Methodology: The first study examined the effect of CS intensity on the magnitude of PAPE of countermovement jump (CMJ) performance over multiple complex-sets and further investigated if athlete relative strength level is a criterion for identifying responders to PAPE. The second experimental study addressed the parameters of CS mode and intensity in CT session design, examining the efficacy of varying load jump squats (JS) on acute drop jump (DJ) performance. Lastly, the third experimental study investigated the effect of CT session design on PAPE of loaded JS and ballistic bench throws (BBT)—more specifically, if manipulating the sequence of upper and lower body complex-sets and interspersing ancillary exercise within the intra-complex recovery period modified the expression of any PAPE.
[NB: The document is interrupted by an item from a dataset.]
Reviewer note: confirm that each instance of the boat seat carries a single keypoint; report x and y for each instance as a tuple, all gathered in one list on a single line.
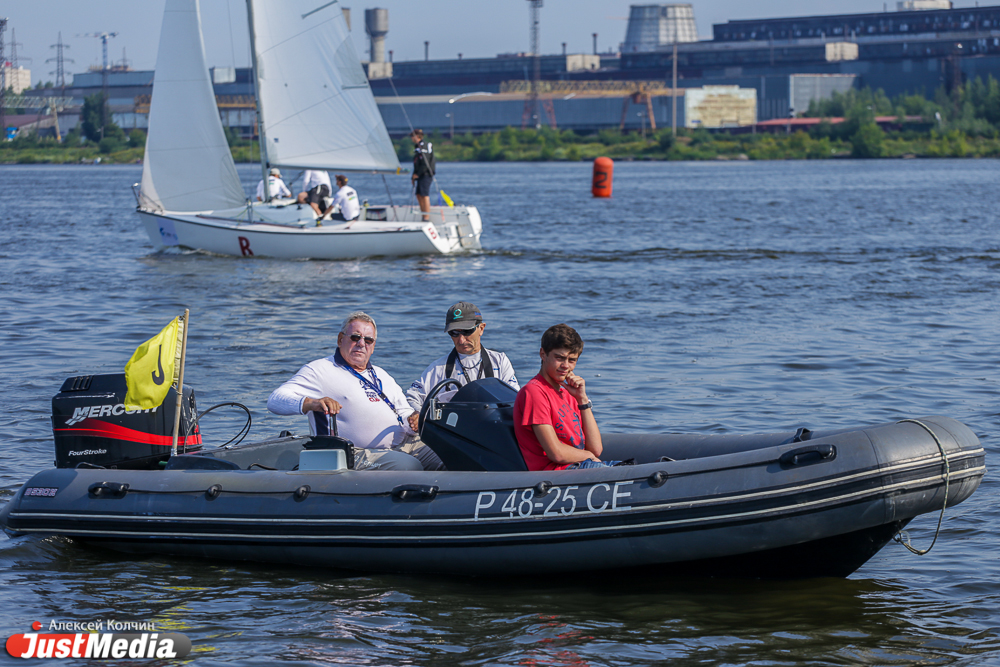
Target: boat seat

Results: CMJ peak jump height was enhanced in response to both moderate intensity (65% 1-RM) and high intensity (87% 1-RM) conditioning stimuli. PAPE of several DJ kinetic and kinematic variables following JS performed at both 30% and 50% 1-RM back squat loads was observed, however, the frequency and magnitude of PAPE was greatest in athletes following the 30% 1-RM CS load. Small magnitudes of PAPE were observed in various JS and BBT kinetic and kinematic variables in each of the three CT protocols examined, yet no clear or consistent performance benefit was present across sets. Associations between relative strength and PAPE are dependent on CS intensity and CT protocol design.

Conclusions: The most important finding of this thesis is that the sequencing of multiple lower and upper body complex-sets and the performance of ancillary exercise within the intra-complex recovery are not detrimental to subsequent explosive performance. Furthermore, PAPE of JS and DJ performance is achievable with a range of CS intensities and appears to be dominant in variables with a prevalent eccentric component. Finally, the influence of relative strength on the expression of PAPE is dependent on CT session design. The application of CT has merit in training team sport athletes and affords practitioners the ability to provide both heavy-resistance and ballistic training stimuli in a time efficient manner.